Il pericolo che però tutti temono è che, seppur questa variante provoca sintomi generalmente poco gravi, se si ammalano milioni di persone contemporaneamente anche una piccola percentuale di queste potrebbe essere sufficiente per congestionare gli ospedali.
Il punto è quindi quanto sarà virulenta (grave) la Omicron: ebbene bisogna ricordarsi che questo non dipende solo dal virus in sé ma anche da altri fattori (per esempio l’immunità data dalla vaccinazione o naturale). E cosa ci potrebbe essere di diverso in Sudafrica che non c’è in Europa?
La risposta è il Sole e quindi la vitamina D: nell’emisfero sud stanno entrando nell’estate mentre noi abbiamo già un piede e passa nell’inverno. Il mio timore è che la cronica carenza di vitamina D nella popolazione europea durante il periodo invernale renda questa variante più pericolosa di quanto sia in Sudafrica. C’è anche da dire che in Sudafrica la maggioranza delle persone hanno la pelle scura e quindi a parità di esposizione al sole producono meno vitamina D: insomma, come al solito, senza dati accurati è impossibile fare previsioni attendibili.
Sicuramente però questo della vitamina D è un elemento importante che, complessivamente, in questo periodo gioca a sfavore della popolazione europea.
Comunque lo sapremo presto: apparentemente riesce a raddoppiare il numero degli infetti ogni 3-5 giorni. In Danimarca e probabilmente nel Regno Unito la percentuale è già significativa sebbene piccola: da questi paesi arriveranno presto dei dati validi anche per l’Italia.
Conclusione: avrei da scrivere ancora sul covid-19 in generale (in particolare una statistica molto interessante trovata nell’ultimo bollettino dell’ISS (*1)) ma voglio mettermi a leggere un po’…

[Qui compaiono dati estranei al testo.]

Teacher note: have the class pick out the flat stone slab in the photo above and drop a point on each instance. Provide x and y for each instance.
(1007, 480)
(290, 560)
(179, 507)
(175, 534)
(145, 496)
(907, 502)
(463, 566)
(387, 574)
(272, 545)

Nota (*1): e invece ho deciso di scriverne perché credo che sia un fattore fondamentale e “ovviamente” completamente ignorato. Come scrissi in Logica e statistiche basilari ci sono due elementi imprescindibili da tenere sempre presenti quando si parla di covid-19: le fasce di età e le comorbidità. Da tempo scrivo e ripeto quanto altre malattie preesistenti siano determinanti per l’aggravarsi della malattia ma, sfortunatamente, non avevo trovati dati recenti.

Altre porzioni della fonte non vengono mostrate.